Create a (static) website for reading your PDFs that can be:
- Hosted by (almost?) any webserver
- Viewed by (almost?) any browser
- Supports automatic meta data retrieval (e.g. titles and authors)
There are a lot of existing PDF library web apps out there but they tend to assume one of the following:
- It's mostly manga
- The filenames are of a set structure
- The web server can deal with a dynamic server side site
LibraryGen doesn't make these assumptions.
At a minimum, you're going to need to two folders:
- An input folder - with your PDFs
- An output folder - where you want the web site to be generated
(I'd recommend these being all located on the same machine at least initially)
At this stage, it's only been tested on *nix like systems such as Linux and MacOS. Support for Windows is coming soon.
There are three utilities that LibraryGen relies upon to do its work.
Here's the terminal command to install the required dependencies:
sudo apt install poppler-utils imagemagick tesseract-ocr
Here are the equivalent NixOS packages for your configuration.nix:
poppler_utils
tesseract
imagemagick
-
Clone the repo
git clone https://github.com/lzcd/librarygen.git
-
Copy the index.html file to your output folder
cp index.html OUTPUTFOLDER
-
Run the generator (whith INPUTFOLDER and OUTPUT folder substitued with your own input and output folders)
python3 generator.py -i INPUTFOLDER -o OUTPUTFOLDER
-
Point your webserver at the output folder
-
Profit!
Note: Navigation between pages is done via the keyboard arrow keys. I'll be adding onscreen controls as a priority.
Anytime you add a new PDF to the input folder, simply re-run the generate command:
python3 generator.py -i INPUTFOLDER -o OUTPUTFOLDER
If you don't have a webserver handy but would like to try out the website immediately, Python has a handy little webserver built in:
cd OUTPUTFOLDER
python3 -m http.server
The generator is fine to run any time a new PDF file is added to the input folder.
It will check if it's already generated the associated files in the output folder and skip it if need be.
I'm happy to take suggestions on what features to tackle next.
Here are some on my personal roadmap:
- Add more ways to extract / guess meta details (e.g. title)
- Increase the pretty.
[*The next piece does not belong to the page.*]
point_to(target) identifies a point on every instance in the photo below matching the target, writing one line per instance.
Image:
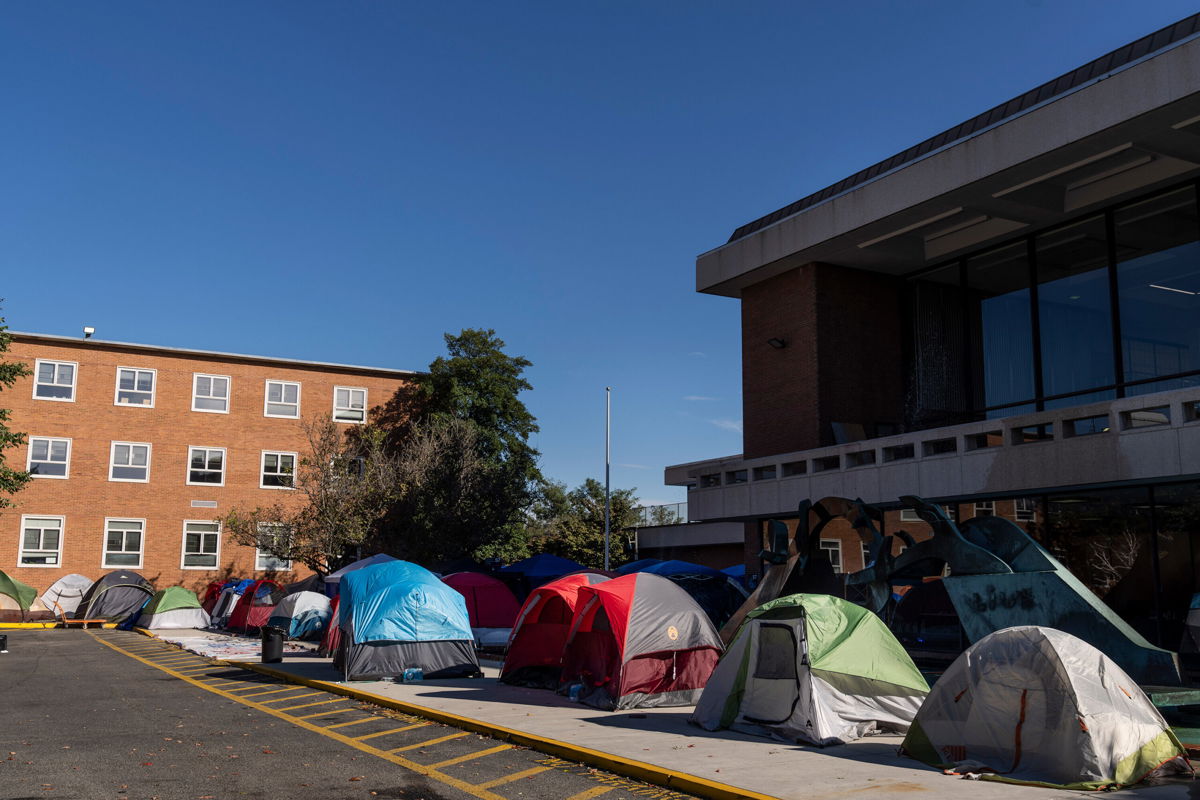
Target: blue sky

Decrease the ugly.
- Add Search
- Add Windows Support?
- Add Zoom
See the open issues for a full list of proposed features (and known issues).
Contributions are what make the open source community such an amazing place to learn, inspire, and create. Any contributions you make are greatly appreciated.
If you have a suggestion that would make this better, please fork the repo and create a pull request. You can also simply open an issue with the tag "enhancement". Don't forget to give the project a star! Thanks again!
- Fork the Project
- Create your Feature Branch (
git checkout -b feature/AmazingFeature
) - Commit your Changes (
git commit -m 'Add some AmazingFeature'
) - Push to the Branch (
git push origin feature/AmazingFeature
) - Open a Pull Request
Distributed under the MIT License. See LICENSE.txt
for more information.
Luke Drumm - @lzcd - lzcd@hotmail.com
Project Link: https://github.com/lzcd/librarygen
None.
It's vanilla Python for the generator and vanilla JS for the web site.
Simplicity is the name of the game.
Yep.
More than happy to receive alternate suggestions on more efficient and / or faster alternatives to the current methods of image generation and OCR.
Tesseract requires a decent resolution to do OCR (300+ dpi) and has a bug when dealing with random resolutions that requires a border to work.